# NIPS 2017: Themes and Takeaways

Ideas that caught my eye, some that went over my head and few that permeated straight through to the brain. All while at NIPS ’17.

Disclaimer: This list is in no way exhaustive. There was a LOT of information all around me, and I could only make note of a limited themes that I either found interesting or relevant.

1. #### Phase retrieval/solving random quadratic system of equations.

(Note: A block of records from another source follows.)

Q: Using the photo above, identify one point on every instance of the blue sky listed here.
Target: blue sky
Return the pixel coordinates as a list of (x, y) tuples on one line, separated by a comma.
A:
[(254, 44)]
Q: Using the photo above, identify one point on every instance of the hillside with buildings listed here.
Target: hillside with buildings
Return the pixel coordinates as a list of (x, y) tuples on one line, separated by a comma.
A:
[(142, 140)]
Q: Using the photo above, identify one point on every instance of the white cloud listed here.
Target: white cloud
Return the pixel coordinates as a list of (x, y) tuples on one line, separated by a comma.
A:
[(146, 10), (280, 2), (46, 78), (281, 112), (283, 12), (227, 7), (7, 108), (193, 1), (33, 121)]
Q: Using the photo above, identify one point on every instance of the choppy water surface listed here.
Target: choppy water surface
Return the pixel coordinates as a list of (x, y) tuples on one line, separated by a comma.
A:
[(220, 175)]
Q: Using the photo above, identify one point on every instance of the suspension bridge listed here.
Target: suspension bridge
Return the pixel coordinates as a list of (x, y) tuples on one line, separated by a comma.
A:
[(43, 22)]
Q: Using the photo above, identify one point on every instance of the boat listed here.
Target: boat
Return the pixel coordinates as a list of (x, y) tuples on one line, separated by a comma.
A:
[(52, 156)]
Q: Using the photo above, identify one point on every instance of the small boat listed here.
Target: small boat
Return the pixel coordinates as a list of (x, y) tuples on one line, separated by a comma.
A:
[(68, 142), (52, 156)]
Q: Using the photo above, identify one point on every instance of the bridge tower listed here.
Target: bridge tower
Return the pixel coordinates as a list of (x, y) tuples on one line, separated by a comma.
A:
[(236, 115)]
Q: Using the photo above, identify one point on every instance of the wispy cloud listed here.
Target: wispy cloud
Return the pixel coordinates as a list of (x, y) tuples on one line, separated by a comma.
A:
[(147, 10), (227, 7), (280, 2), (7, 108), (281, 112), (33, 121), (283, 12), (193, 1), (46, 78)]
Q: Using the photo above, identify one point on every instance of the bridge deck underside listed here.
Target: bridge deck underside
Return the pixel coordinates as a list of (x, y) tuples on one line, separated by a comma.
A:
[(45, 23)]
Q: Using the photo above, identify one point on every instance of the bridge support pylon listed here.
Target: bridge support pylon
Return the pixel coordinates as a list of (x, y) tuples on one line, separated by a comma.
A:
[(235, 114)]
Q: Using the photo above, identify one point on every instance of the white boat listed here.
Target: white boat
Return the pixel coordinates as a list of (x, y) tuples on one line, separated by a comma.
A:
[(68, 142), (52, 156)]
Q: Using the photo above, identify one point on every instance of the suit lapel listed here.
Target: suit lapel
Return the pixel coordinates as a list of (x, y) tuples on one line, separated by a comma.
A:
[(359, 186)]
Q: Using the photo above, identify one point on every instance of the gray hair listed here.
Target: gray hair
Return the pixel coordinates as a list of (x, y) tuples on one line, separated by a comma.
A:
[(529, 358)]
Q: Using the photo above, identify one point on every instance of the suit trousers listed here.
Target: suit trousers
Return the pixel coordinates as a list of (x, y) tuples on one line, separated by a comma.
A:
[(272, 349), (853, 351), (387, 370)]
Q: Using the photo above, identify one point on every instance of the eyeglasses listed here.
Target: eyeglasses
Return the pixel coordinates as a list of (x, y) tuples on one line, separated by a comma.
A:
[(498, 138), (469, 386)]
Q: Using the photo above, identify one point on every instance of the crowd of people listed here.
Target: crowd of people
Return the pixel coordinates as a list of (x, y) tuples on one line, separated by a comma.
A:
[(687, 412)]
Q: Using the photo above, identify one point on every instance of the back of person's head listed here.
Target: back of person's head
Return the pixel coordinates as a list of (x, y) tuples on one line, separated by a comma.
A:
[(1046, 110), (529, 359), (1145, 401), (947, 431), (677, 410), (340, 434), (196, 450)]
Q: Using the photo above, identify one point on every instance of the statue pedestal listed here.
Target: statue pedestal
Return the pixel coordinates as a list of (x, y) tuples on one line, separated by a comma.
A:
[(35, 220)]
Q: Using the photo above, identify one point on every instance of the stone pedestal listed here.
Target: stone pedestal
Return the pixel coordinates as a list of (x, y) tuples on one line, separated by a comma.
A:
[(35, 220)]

I’ll jump straight to this topic, because it was the most relevant one to me, and I found a couple of interesting papers on this, namely:
i. Solving Most Systems of Random Quadratic Equations [Poster]
(uses iteratively reweighted gradient descent approach, to achieve information theoretically optimal Gaussian sample complexity).
ii. Convolutional Phase Retrieval [Poster]
(proposes a new sensing procedure composed of convolutions of a Gaussian distributed filter).
iii. A Local Analysis of Block Coordinate Descent for Gaussian Phase Retrieval [Workshop]
(uses block coordinate descent for alternating minimization based recovery procedure from phaseless Gaussian measurements).
iv. Fast, Sample-efficient Algorithms for Structured Phase Retrieval [Poster]
(using alternating minimization to recover structurally sparse signals from phaseless Gaussian measurements). (this was mine, so I can’t not publicize it 😀 )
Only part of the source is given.